Dehors, rien de rien dehors. Une aube qui point,
mais il fait pratiquement jour. La nuit fut courte. Sur l’autoroute
qui traverse le pays du nord au sud, les phares balaient la
chaussée dans un sens et dans un autre, éclairage inutile. Tout à
coup le vent se lève à l’ouest, un train siffle dans le vent. On
croirait un train. Un taxi devant la supérette. Le bâtiment est
isolé, à la merci de tout. Un magasin de quartier dans un quartier
qui n’existe pas. Ouvert vingt-quatre heures sur vingt-quatre. Le
chauffeur est maintenant sorti de sa voiture. Pas un bruit. Pas un
bruit à l’intérieur. Il a besoin d’un paquet de cigarettes.

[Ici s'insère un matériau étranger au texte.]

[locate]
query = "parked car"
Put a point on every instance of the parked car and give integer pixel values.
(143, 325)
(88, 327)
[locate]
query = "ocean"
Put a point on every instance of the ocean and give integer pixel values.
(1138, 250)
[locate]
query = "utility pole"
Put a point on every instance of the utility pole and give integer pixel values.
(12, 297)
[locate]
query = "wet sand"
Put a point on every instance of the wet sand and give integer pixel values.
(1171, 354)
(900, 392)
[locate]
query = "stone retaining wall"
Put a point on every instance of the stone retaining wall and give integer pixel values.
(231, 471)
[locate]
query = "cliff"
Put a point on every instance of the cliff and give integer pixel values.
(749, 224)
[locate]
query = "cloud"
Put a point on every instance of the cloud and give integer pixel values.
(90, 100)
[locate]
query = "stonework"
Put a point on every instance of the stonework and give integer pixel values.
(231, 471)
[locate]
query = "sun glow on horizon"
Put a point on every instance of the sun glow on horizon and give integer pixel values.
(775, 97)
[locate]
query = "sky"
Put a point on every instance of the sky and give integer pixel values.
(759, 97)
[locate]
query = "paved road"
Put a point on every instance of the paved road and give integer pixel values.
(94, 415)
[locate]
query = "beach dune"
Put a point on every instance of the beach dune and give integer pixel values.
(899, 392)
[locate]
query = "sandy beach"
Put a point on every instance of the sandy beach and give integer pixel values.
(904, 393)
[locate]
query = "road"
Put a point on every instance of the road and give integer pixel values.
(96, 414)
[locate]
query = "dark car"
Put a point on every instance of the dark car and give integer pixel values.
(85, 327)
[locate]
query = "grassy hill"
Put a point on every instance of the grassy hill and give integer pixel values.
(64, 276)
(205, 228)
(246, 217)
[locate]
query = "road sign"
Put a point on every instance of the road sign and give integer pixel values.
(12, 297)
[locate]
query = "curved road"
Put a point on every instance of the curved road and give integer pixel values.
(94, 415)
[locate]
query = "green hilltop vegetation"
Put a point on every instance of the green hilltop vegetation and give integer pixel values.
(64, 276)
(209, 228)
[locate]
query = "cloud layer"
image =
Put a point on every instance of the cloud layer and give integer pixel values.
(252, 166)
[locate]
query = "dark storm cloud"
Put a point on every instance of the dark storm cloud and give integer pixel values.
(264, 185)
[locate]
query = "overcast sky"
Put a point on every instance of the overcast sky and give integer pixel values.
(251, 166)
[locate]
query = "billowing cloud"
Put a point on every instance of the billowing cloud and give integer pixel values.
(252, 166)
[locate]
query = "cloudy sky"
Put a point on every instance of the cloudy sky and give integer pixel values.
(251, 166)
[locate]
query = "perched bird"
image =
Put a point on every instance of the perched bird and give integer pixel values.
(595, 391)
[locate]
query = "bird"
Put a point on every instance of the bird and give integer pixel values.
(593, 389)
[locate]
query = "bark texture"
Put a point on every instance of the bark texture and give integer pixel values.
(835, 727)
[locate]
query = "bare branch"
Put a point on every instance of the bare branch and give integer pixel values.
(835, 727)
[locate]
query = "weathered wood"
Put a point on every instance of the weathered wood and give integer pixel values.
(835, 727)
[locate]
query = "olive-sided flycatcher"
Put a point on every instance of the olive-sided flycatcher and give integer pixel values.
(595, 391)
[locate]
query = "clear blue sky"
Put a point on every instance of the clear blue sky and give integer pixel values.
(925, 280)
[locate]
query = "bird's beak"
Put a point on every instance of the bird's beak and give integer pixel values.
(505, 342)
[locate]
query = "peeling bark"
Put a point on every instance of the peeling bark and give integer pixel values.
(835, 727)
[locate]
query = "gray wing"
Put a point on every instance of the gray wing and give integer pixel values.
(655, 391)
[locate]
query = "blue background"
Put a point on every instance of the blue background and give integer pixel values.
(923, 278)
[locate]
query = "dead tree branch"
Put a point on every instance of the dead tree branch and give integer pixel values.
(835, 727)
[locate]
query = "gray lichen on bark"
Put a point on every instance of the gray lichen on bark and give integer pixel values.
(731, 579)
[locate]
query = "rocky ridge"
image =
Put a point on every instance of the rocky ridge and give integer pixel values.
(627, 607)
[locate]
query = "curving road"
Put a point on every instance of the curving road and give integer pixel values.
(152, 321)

Derrière les grandes baies vitrées, pas un mouvement. Le calme
absolu. Le chauffeur traverse le parking. Le claquement de ses
talons résonne longuement dans la nuit. Quelque part. Mais il lui
revient un autre écho. Des cris. Un cri, plusieurs. Non, il les
entend rétrospectivement. Un coup de feu. Une détonation qui lui
revient dans les oreilles. Voilà qu’il se met à crier. Il voit. Il
se tient à la porte. Elle est restée ouverte tout ce temps. En
allant vers la porte, il a vu la lumière. Et maintenant, il
voit. Il est à l’intérieur. Il se met à
crier mais personne ne l’entend.
Un corps allongé dans une mer de sang. Ce n’est
pas la première fois qu’il vient ici, il sait que le sol est
recouvert d’un carrelage noir et blanc qui brille quelle que soit
la luminosité. Aucun visage par terre. Il voit une jambe dépasser
de derrière le comptoir. Une main détachée du corps à l’autre bout
de la pièce. Il se dit : tiens, une main. Immobile, elle ne
bouge pas. Rien ne bouge ici. Il perçoit le bruit lointain de la
circulation sur l’autoroute à l’ouest. Les gens ne vont pas tarder
à partir au boulot. Il n’y en a pas beaucoup à prendre leurs
vacances en juin. En tout cas, pas lui. En septembre peut-être,
s’il a assez de fric. Ou alors maintenant, oui putain, juste
maintenant. Il y a déjà pensé.
Le chauffeur de taxi ne bouge pas. Il voit la
tache rouge évoluer sur les dalles. Rien ici qui la retienne,
l’absorbe, la gêne ou l’arrête.
Et puis – tandis qu’aucun son ne lui parvient
de la route, rien dans le vent, rien de notable dans le ciel non
plus –, voici qu’il entend un bruit ténu de pas, des pas
légers, comme ceux d’un enfant, qui semblent survoler le sol pour
sortir et puis s’éloignent déjà.
Il y a quelqu’un dehors, se dit-il. Il y avait
quelqu’un. Dehors, dedans. Quelqu’un m’a entendu crier. M’a vu.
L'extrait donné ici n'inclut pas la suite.